Japan: Two Pins

3 minute read
TIME

Japan’s disaster toll last week stood at 450 in the Kyushu mine explosion, and 162 in the three-train wreck near Yokohama. As far as anyone could determine, both tragedies resulted from faulty cotter pins, only an inch or two long.

At the Mikawa mine on southern Kyushu island, a cotter pin apparently fell out of a coupling on a string of coal cars halted on a slight incline. One coal car rolled back down into the mine. Gathering speed, it flew off the track on a curve in the tunnel and struck the mine wall, showering the fatal sparks that ignited coal dust in a vast explosion. At Tsurumi, outside Yokohama, another cotter pin evidently sheared off the wheel housing of a southbound freight car. The loose lost wheel caused the last three cars to derail and sprawl across the adjacent track.
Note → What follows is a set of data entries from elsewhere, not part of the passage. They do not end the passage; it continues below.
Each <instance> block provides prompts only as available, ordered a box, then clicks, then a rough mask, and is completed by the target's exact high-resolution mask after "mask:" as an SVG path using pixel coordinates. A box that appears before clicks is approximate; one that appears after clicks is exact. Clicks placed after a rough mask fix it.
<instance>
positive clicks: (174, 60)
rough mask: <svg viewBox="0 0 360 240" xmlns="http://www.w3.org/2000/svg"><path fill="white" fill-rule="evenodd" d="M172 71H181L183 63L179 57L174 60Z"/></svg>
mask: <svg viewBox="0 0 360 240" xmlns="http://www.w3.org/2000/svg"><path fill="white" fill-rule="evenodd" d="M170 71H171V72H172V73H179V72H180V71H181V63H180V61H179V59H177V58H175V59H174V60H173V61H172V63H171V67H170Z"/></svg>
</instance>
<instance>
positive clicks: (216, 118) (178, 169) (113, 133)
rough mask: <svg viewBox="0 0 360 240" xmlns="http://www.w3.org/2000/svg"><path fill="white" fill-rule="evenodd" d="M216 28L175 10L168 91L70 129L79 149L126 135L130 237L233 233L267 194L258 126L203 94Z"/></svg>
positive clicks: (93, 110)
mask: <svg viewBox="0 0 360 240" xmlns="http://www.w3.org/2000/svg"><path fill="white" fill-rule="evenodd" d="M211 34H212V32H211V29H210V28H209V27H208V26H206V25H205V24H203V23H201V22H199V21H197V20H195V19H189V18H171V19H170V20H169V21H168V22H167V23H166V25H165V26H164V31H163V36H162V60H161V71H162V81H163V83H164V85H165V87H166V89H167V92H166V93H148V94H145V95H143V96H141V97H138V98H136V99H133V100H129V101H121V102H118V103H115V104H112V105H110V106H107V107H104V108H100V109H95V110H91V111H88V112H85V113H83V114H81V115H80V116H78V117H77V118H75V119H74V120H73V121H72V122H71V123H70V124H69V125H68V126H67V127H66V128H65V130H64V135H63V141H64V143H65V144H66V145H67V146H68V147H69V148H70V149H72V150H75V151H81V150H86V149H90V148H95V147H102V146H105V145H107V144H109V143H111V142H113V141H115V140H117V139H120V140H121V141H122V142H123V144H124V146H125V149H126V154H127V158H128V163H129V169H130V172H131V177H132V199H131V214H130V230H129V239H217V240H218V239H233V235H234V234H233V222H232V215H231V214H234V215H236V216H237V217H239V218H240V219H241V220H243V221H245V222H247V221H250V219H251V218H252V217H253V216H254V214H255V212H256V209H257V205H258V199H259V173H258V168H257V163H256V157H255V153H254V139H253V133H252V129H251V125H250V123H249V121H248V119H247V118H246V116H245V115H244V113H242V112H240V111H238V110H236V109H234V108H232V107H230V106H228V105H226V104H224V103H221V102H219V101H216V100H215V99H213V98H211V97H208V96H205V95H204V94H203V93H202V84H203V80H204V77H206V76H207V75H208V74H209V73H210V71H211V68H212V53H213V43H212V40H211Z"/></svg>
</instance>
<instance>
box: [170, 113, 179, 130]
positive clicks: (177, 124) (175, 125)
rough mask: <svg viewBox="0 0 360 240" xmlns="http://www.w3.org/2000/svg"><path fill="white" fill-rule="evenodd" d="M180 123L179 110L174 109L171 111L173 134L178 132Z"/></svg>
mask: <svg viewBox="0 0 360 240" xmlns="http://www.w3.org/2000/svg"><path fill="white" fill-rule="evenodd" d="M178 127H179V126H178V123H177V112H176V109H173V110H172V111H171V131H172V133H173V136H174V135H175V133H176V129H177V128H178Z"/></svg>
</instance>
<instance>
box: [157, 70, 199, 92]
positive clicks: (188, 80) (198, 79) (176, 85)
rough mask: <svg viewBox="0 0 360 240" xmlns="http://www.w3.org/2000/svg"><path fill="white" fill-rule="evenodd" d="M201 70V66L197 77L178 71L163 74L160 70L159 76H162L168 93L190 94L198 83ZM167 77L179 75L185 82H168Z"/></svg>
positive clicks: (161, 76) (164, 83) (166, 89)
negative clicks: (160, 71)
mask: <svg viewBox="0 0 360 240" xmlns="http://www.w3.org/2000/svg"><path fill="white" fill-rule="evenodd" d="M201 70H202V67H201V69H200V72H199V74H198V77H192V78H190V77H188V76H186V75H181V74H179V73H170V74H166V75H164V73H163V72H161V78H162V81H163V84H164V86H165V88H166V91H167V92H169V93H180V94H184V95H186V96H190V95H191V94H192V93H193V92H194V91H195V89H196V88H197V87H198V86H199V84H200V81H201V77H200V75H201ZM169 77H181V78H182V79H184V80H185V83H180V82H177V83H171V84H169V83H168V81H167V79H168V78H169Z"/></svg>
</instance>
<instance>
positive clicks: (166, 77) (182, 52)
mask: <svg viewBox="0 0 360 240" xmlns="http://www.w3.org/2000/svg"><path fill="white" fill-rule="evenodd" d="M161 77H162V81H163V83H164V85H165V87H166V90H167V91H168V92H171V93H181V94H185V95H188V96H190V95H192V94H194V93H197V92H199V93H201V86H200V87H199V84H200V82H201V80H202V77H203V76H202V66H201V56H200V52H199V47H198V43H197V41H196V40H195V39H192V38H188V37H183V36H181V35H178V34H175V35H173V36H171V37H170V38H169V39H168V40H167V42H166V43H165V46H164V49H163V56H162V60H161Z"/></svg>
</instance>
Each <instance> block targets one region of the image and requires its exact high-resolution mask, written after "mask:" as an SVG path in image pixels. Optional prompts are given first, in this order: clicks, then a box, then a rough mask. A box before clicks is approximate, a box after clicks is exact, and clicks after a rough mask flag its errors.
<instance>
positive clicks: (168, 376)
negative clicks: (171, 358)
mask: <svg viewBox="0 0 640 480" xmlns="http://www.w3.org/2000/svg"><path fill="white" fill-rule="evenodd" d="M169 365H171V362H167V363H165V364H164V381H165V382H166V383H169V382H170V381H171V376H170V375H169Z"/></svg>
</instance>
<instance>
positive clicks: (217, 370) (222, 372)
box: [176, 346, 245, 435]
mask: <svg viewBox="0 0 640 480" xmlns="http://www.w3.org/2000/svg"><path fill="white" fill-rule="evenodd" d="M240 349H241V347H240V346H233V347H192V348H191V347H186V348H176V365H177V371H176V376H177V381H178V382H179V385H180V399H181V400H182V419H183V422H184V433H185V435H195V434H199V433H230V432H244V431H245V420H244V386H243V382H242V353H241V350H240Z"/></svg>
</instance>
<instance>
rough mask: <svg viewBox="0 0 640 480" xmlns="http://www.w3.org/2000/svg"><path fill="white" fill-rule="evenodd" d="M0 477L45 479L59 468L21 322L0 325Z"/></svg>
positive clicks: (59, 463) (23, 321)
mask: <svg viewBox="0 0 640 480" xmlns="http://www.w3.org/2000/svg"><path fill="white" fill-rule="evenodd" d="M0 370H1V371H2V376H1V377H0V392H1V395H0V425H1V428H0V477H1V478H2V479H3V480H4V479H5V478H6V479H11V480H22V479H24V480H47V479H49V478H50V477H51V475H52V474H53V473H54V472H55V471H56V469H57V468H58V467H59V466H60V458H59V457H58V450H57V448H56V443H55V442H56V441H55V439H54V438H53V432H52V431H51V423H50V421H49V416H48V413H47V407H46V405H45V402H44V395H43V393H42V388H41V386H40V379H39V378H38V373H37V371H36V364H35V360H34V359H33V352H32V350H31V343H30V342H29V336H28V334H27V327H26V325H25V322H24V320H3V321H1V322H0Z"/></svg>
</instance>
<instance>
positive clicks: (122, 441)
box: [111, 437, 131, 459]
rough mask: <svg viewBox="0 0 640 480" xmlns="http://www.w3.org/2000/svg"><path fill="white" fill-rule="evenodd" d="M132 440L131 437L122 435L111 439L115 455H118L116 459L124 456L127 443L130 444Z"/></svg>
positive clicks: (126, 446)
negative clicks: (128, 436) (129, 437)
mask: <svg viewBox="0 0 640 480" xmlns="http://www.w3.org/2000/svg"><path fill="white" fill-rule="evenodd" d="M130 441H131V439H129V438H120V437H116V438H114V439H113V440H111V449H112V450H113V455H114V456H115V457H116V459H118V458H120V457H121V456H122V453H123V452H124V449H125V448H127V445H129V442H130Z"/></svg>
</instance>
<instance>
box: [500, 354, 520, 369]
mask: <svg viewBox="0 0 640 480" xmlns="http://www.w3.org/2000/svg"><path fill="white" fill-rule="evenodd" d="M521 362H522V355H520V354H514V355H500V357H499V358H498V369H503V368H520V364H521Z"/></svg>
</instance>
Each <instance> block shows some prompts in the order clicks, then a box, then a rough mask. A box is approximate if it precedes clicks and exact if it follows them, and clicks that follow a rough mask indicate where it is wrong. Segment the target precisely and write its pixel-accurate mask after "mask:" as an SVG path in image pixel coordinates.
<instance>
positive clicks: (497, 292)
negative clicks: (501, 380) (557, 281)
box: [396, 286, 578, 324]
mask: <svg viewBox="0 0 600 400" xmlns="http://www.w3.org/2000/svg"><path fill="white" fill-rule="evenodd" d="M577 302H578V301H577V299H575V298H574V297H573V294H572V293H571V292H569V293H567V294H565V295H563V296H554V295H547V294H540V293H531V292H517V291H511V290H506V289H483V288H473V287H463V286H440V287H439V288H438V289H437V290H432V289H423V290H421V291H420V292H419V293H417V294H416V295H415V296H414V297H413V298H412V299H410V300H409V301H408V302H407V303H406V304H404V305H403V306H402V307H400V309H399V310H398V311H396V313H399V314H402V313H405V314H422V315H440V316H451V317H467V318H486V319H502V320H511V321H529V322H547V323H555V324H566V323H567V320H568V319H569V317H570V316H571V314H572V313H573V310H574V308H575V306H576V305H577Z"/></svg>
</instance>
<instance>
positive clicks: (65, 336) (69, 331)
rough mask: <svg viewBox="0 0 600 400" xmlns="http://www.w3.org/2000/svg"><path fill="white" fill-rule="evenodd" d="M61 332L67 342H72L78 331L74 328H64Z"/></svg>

Seconds later, alerted by a warning flare, a passenger train southbound from Tokyo halted on a clear track beside the freight. At that moment, a northbound commuter train roared up the middle track. The locomotive crashed into the derailed freight cars, did a right angle flip and sliced through the fifth and six coaches of the passenger train. The first rescuers recoiled from the carnage. Recalled one: “There were bodies piled four to six deep. There were legs, arms and heads torn off, all bloody, scattered everywhere. It was a horrible human version of a doll repair shop.”

With national elections being held this week, the Socialist opposition hurriedly tried to make political capital of the tragedies. An official Socialist statement blamed the government, which operates the railways, and the private owners of the mine for “having placed too much emphasis on efficiency and profit and not enough on the safety and security of passengers and employees.”

The mine owners, who used to boast to foreign visitors that the Mikawa was an “underground palace,” could have retorted that government inspectors had found Mikawa to be among the best-equipped mines in the country. The government could point out that the stretch of track where the collision occurred was equipped with modern safety devices—but they proved useless because the entire chain of events, from the derailment of the freight cars to the arrival of the third train, took less than 30 seconds.

Few Japanese had heart to enter the argument; they were too busy burying the dead and worrying about the survivors. Of the 274 hospitalized miners, an alarming 100 were suffering from amnesia. As traffic resumed on the Tokyo-Yokohama line, the trains moved slowly past Tsurumi and sobbing passengers dropped bouquets at the accident spot. Railway workers collected the flowers and reverently arranged them on an embankment beside the track.